Alle voorstellen om het systeem te wijzigen zijn problematisch. De meest voorgestelde wijziging zou zijn om de kiesmannen van een staat proportioneel te verdelen. In een staat als Colorado waar de negen kiesmannen in 2004 naar de Republikeinen gingen, zou dat betekenen dat er vijf Republikeins en vier Democratisch zouden worden.

Een amendementsvoorstel om deze kant op te gaan, werd in 2004 door de kiezers van Colorado afgewezen – staten mogen dit immers ieder voor zich regelen. Deze route is waarschijnlijk de gemakkelijkste om het systeem te veranderen. Het is ook de veiligste oplossing en hij doet het meeste recht aan de Amerikaanse historische ontwikkeling. Het gemakkelijkst omdat je de grondwet niet hoeft te veranderen, wat omslachtig is. Veilig omdat het de voordelen behoudt van het kiescollege (als er problemen zijn, zijn die altijd aan de marge). En historisch aanvaardbaar omdat het de traditie van een kiescollege in stand houdt. Maar het lost het probleem niet echt op. Als de verkiezingen van 2000 onder dit systeem gehouden zouden zijn, zou Bush ook president zijn geworden, nog steeds zonder meerderheid van de stemmen. Aan de andere kant, als het zo werkt, komen er misschien meer mensen stemmen waardoor de uitslagen anders gaan uitvallen. Want bij een proportionele verdeling doet je stem ertoe, ook in een voorspelbare staat.

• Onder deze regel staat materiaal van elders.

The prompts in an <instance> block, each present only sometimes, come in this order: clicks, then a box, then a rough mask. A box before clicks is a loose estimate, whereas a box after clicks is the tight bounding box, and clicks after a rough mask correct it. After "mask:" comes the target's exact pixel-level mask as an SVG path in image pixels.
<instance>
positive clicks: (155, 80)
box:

Andere voorstellen lossen niets op. Een districtenstelsel, waarbij kiesmannen per district verdeeld worden, kent dezelfde problemen. Afschaffing van de kiesmannen, dat wil zeggen gewoon de stemmen tellen, leidt tot eindeloze telproblemen. In 1978 deed een commissie een voorstel om degene die landelijk gezien de meerderheid van de stemmen haalt 102 extra kiesmannen te geven – een meerderheidsbonus. Daarmee zou je verzekeren dat de meeste stemmen en de meeste kiesmannen altijd bij dezelfde kandidaat zitten. Maar dit systeem kent hetzelfde telprobleem als een gewone, open verkiezing. Waarom zou je niet alles betwisten als de uitslagen heel dicht bij elkaar liggen, zoals in 2000 en 2004? Levert toch mooi 102 kiesmannenop.

Ook hier geldt wat geldt voor de Amerikaanse manier van kiezen in het algemeen: het is een bizar en problematisch systeem, maar er is geen aantrekkelijk alternatief. (Zie ook: kiesmannen.)